Она теперь сначала видела его и переживала теперь все то, что она чувствовала тогда. Она вспомнила продолжительный, грустный, строгий взгляд его при этих словах и поняла значение упрека и отчаяния этого продолжительного взгляда.
«Я согласилась, – говорила себе теперь Наташа, – что было бы ужасно, если б он остался всегда страдающим. Я сказала это тогда так только потому, что для него это было бы ужасно, а он понял это иначе. Он подумал, что это для меня ужасно бы было. Он тогда еще хотел жить – боялся смерти. И я так грубо, глупо сказала ему. Я не думала этого. Я думала совсем другое. Если бы я сказала то, что думала, я бы сказала: пускай бы он умирал, все время умирал бы перед моими глазами, я была бы счастлива в сравнении с тем, что я теперь. Теперь… Ничего, никого нет. Знал ли он это? Нет. Не знал и никогда не узнает. И теперь никогда, никогда уже нельзя поправить этого». И опять он говорил ей те же слова, но теперь в воображении своем Наташа отвечала ему иначе. Она останавливала его и говорила: «Ужасно для вас, но не для меня. Вы знайте, что мне без вас нет ничего в жизни, и страдать с вами для меня лучшее счастие». И он брал ее руку и жал ее так, как он жал ее в тот страшный вечер, за четыре дня перед смертью. И в воображении своем она говорила ему еще другие нежные, любовные речи, которые она могла бы сказать тогда, которые она говорила теперь. «Я люблю тебя… тебя… люблю, люблю…» – говорила она, судорожно сжимая руки, стискивая зубы с ожесточенным усилием.
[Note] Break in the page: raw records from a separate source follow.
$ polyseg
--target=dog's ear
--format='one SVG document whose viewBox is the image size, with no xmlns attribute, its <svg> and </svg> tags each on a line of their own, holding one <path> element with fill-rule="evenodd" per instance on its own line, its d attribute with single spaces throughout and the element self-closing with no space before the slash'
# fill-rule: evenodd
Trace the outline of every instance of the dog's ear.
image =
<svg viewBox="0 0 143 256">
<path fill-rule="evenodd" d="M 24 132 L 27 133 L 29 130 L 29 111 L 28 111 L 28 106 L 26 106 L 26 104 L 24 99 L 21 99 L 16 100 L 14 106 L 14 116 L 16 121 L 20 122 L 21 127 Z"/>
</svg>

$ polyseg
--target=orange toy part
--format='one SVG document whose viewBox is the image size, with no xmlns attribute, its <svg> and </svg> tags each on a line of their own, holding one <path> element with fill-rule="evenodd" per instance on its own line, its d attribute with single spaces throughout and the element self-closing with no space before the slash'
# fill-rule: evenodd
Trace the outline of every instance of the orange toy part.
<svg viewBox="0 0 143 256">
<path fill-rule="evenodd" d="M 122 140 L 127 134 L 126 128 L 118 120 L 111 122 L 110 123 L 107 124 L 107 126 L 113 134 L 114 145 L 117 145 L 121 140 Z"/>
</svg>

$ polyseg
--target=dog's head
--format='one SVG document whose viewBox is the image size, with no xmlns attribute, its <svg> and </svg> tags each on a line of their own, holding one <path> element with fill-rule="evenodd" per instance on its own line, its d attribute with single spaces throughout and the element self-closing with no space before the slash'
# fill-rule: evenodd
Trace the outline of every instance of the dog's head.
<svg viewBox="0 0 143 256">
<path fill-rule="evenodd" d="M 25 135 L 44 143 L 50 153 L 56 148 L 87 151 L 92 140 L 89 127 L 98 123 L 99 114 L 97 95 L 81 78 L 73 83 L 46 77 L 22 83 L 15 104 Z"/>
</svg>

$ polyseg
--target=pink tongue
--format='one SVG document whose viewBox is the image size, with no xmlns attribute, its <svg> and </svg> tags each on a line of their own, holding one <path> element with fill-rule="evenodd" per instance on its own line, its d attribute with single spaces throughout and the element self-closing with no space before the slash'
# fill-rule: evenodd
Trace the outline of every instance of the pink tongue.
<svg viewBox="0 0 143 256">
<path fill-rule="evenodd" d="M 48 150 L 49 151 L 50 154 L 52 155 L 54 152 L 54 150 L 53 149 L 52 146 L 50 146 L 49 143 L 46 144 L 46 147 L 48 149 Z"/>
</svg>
И сладкое горе охватывало ее, и слезы уже выступали в глаза, но вдруг она спрашивала себя: кому она говорит это? Где он и кто он теперь? И опять все застилалось сухим, жестким недоумением, и опять, напряженно сдвинув брови, она вглядывалась туда, где он был. И вот, вот, ей казалось, она проникает тайну… Но в ту минуту, как уж ей открывалось, казалось, непонятное, громкий стук ручки замка двери болезненно поразил ее слух. Быстро и неосторожно, с испуганным, незанятым ею выражением лица, в комнату вошла горничная Дуняша.
– Пожалуйте к папаше, скорее, – сказала Дуняша с особенным и оживленным выражением. – Несчастье, о Петре Ильиче… письмо, – всхлипнув, проговорила она.


Кроме общего чувства отчуждения от всех людей, Наташа в это время испытывала особенное чувство отчуждения от лиц своей семьи. Все свои: отец, мать, Соня, были ей так близки, привычны, так будничны, что все их слова, чувства казались ей оскорблением того мира, в котором она жила последнее время, и она не только была равнодушна, но враждебно смотрела на них. Она слышала слова Дуняши о Петре Ильиче, о несчастии, но не поняла их.